SUBSTANCE: method of detecting a fire or overheating, which consists in measuring the temperature and rate of its change by the resistance of one or more sensitive elements of a linear thermistor sensor. Controlling the health of these sensitive elements, generate and transmit information about a fire, overheating or detected faults. In addition, the integrity of the liner of a linear thermistor sensor is also controlled by the insulation resistance of the sensing elements. The fire detection or overheating detection device includes a fire detection unit, on the input of which linear thermistor sensors are connected. In the fire detection unit, the resistance of the sensing elements of linear thermoresistive sensors is measured, the resistance of the temperature and its rate of change is calculated, the health of the sensing elements and the integrity of the shell of the linear thermoresistive sensors are checked for the insulation resistance of the sensing elements.
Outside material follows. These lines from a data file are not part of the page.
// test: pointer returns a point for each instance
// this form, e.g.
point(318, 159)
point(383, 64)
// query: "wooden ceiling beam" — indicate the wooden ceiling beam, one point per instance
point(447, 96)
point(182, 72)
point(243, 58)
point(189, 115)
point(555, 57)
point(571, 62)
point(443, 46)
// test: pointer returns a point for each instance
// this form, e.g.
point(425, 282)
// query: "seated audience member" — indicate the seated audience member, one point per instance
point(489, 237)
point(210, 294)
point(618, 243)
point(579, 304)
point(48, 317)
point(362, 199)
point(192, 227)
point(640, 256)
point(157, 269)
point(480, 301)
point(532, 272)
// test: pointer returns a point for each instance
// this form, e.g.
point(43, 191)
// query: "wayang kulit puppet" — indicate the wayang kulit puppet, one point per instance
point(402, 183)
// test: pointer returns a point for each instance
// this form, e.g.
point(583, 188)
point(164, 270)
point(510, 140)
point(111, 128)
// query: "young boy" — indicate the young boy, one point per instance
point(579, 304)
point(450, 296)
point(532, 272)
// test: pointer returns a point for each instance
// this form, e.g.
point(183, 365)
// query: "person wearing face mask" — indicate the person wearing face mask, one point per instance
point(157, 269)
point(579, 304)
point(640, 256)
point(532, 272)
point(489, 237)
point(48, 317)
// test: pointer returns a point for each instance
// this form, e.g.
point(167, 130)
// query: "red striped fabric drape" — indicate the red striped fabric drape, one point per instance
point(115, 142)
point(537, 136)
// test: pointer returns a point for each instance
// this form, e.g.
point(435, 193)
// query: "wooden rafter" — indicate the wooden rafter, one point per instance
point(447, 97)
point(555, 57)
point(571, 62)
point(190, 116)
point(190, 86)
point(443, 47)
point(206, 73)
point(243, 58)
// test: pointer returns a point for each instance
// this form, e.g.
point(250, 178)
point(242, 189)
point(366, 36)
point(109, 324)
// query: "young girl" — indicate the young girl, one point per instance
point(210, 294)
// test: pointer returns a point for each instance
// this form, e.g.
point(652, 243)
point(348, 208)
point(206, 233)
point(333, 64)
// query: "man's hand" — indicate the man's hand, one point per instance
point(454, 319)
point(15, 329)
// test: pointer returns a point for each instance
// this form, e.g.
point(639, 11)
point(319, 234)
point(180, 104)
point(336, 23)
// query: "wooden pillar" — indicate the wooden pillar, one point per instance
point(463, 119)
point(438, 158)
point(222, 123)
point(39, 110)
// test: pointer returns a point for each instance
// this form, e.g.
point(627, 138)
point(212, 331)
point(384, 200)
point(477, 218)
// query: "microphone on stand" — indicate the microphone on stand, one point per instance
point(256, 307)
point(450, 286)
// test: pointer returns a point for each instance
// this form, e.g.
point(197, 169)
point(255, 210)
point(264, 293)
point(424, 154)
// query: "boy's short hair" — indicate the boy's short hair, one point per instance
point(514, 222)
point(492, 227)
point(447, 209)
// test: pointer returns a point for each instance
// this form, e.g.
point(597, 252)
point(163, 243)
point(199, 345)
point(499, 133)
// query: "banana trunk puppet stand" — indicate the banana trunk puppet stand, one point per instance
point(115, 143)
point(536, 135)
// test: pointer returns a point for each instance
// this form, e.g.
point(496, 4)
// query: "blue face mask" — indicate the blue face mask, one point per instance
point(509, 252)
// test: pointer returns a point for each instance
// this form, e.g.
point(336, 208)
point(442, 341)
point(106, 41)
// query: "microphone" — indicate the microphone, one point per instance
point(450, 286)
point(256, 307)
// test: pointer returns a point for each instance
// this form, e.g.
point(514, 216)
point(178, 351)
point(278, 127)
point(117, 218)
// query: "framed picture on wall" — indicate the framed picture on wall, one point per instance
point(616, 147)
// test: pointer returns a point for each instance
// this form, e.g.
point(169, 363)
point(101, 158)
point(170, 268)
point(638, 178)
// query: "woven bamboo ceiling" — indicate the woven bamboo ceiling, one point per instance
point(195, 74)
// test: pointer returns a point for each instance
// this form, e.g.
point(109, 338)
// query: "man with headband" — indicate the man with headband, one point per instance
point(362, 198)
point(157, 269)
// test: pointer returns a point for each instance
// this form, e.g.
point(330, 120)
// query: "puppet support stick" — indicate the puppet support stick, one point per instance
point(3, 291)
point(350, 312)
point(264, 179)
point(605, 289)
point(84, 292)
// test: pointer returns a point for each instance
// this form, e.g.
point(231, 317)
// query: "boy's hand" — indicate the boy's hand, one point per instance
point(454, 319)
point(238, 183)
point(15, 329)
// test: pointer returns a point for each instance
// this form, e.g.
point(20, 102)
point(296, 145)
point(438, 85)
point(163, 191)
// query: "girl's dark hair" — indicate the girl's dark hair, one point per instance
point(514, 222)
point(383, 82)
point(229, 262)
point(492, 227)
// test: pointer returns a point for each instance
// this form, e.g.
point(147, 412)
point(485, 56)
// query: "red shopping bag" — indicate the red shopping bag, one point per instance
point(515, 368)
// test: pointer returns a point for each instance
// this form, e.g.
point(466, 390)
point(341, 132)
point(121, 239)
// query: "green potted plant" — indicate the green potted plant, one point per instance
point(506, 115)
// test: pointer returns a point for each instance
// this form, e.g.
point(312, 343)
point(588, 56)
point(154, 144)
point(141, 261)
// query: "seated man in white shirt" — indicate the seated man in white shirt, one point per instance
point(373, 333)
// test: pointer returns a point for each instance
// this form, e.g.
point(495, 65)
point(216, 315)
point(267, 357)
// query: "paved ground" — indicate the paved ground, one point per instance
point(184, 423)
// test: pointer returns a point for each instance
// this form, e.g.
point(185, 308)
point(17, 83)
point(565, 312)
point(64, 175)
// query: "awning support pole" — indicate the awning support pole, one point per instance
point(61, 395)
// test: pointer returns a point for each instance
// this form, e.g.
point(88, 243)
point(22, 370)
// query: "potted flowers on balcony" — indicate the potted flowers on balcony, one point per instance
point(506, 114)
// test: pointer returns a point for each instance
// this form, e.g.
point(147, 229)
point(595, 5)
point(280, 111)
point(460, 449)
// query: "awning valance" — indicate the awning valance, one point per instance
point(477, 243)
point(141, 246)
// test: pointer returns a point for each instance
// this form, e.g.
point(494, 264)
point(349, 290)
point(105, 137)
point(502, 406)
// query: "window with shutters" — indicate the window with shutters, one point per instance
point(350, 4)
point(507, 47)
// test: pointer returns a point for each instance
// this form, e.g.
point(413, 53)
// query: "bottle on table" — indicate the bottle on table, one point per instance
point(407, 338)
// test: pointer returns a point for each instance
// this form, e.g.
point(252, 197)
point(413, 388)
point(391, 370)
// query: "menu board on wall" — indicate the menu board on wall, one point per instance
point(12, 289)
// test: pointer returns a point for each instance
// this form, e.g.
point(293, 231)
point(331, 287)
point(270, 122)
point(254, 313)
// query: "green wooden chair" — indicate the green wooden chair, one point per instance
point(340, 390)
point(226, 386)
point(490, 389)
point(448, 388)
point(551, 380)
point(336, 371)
In addition, in the fire detection unit, information on fire, overheating or malfunctions are generated and transmitted to the fire protection system of the monitoring facility. Each linear thermoresistive sensor is a long thin-walled metal shell in which one or more sensing elements are made of metal with a positive temperature coefficient of resistance and isolated from each other and from the shell by a heat-conducting material. Inside the shell, one or more insulated conductors are also placed, relative to which the insulation resistance of the sensing elements is measured. A sign of violation of the integrity of the shell of a linear thermistor sensor, through which a corresponding failure signal is generated in the fire detection unit, is the achievement of the minimum acceptable insulation resistance value.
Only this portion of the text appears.